Cet ouvrage, paru en 2004, répond à un appel d’offre de l’Éducation nationale de France en vue de documenter le rôle et la fonction des associations professionnelles et des organisations dans l’utilisation de la recherche par les enseignants (p.17). Il tend à montrer que le dépassement des clivages antithétiques peut et doit mener à une circulation des résultats de recherche auprès et par les syndicats d’enseignants. Des équipes d’enseignants-chercheurs ont été constituées pour une revue de presse d’une quinzaine de syndicats majeurs de l’enseignement public et privé.

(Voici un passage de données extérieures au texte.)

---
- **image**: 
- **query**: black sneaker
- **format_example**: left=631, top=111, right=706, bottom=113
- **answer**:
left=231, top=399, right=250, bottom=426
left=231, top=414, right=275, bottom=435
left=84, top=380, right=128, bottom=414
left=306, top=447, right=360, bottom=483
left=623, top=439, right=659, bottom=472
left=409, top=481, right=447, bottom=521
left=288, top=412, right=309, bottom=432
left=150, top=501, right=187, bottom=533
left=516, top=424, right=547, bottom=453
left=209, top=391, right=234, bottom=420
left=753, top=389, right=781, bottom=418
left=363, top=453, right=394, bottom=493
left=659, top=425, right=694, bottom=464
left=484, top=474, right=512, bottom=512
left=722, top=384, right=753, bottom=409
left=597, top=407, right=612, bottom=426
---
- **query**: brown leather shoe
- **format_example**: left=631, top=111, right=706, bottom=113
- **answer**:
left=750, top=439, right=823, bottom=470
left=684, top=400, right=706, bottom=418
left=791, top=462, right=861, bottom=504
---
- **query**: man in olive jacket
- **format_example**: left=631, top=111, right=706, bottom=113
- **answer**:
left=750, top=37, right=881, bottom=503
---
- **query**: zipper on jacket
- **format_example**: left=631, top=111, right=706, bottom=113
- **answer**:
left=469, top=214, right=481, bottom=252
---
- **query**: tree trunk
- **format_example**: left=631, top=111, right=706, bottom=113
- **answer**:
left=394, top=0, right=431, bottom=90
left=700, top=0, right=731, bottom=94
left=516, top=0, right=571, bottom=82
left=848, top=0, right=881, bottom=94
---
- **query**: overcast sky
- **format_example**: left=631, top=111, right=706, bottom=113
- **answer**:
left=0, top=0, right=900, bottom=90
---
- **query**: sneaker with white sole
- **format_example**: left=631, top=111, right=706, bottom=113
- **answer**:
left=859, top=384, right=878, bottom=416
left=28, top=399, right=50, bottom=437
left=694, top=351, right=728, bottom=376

Bien qu’il soit très difficile pour un lecteur étranger de s’y retrouver dans la soixantaine de sigles et acronymes qui ne sont pas tous explicités, le dépouillement des éditoriaux, des dossiers spéciaux, des comptes rendus d’entretiens avec des chercheurs et des articles de fond des diverses revues et publications raconte l’histoire et recense la place de la recherche en éducation dans la presse syndicale. La sélection des disciplines, des thèmes de recherche et des conclusions à publier, si elle relève encore souvent d’un désir d’instrumentalisation des résultats au service d’intérêts professionnels, corporatistes et/ou pédagogiques, montre cependant le passage à une recherche produite indirectement par les syndicats, à travers des commandites, ou encore, plus directement, par des expériences, peu nombreuses mais innovantes, de collaborations avec des équipes de chercheurs. Cette analyse des choix éditoriaux quant à la mise en valeur de tel ou tel résultat, la citation des travaux de tel ou tel laboratoire ou l’interview de tel ou tel chercheur, si elle ne permet pas de traiter la question de l’utilisation des résultats de recherche dans la pratique des enseignants, mène effectivement à mieux comprendre l’évolution des liens recherche/syndicat en France, à en dégager les différents enjeux et à formuler des hypothèses pour expliquer l’interprétation, l’adaptation et la vulgarisation de la recherche en éducation par les syndicats d’enseignants.

Il n’en demeure pas moins que, dans cette translation, les syndicats n’agissent pas, à proprement parler, comme agents de diffusion ou de relais des résultats de la recherche, mais comme producteurs, comme le dit le professeur Robert, d’un discours second (p. 29) sur cette même recherche, discours dont on comprend mal les mécanismes spécifiques selon chaque type de regroupement des enseignants français. Par contre, toute cette étude illustre à merveille le dilemme que soulève Dubet au chapitre premier en soulignant, comme sociologue, que : Il y a deux situations dramatiques : la première, c’est de n’être pas lu ; la deuxième, c’est de l’être, parce que, dans ce cas, vous ne contrôlez plus rien (p. 105). Un tel paradoxe, qui traverse une grande partie du présent ouvrage, s’avère susceptible de stimuler la réflexion de n’importe quel chercheur.